Terrace View - What Type of Palate Do You Have?

If tasting wine can be compared to other areas of culture and sensory pleasure then perhaps an appreciation of art and music is most apt. Over time one's taste changes, especially as one becomes more interested and more knowledgeable about the subject.

We see this all the time with customers, wine is a journey and different people are at different places along the way. The length and the speed of the journey may differ but frequently the destinations are the same. The simple question for most customers is, "What type of palate do you have?", or more to the point, "Where is your palate?"

At first, many people are into wines that are big and full, delivering an impressive and showy burst of fruit and lingering vanilla oak. Even though people say that they like "nice, dry wines", the truth is that most of the wines in this style aren't that dry. That's okay, it's just a lack of experience in how to describe a wine and furthermore, the dryness of a wine is does not indicate it's quality. Frequently the next step is a total rejection of this style, irregardless of good or poor versions, condemning an entire varietal to the trash heap as in, "I don't like chardonnay."

As we go further along we start to see an exciting and real appreciation for honest wines in a variety of styles, especially wines with some non-fruit complexity and brighter acidity. These wines are made without excessive manipulation in the winery, they strive to express the grape variety and place of origin. They are all different, that's the joy. Chardonnay from Santa Barbara and Chablis don't have the same taste, not even close, and heck, even wines from different vineyards in Chablis don't taste the same. Now that's exciting! When customers reach this point it's a lot of fun because we can recommend so many great things and there is so much variety in the wine world.

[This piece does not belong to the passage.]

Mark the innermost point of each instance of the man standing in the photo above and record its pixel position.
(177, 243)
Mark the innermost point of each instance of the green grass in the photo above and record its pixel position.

So what's the takeaway? Well, the best thing for the staff here at Windsor is to be able to recognize where your palate is, what types of wines you like and what new things would be good for you to try. You might be into full and spicy, crisp and mineral, juicy and aromatic, or medium bodied and herbaceous! If we can determine this it really helps up make solid recommendations and we love to put fun, new wines in our customers' hands. So let us know.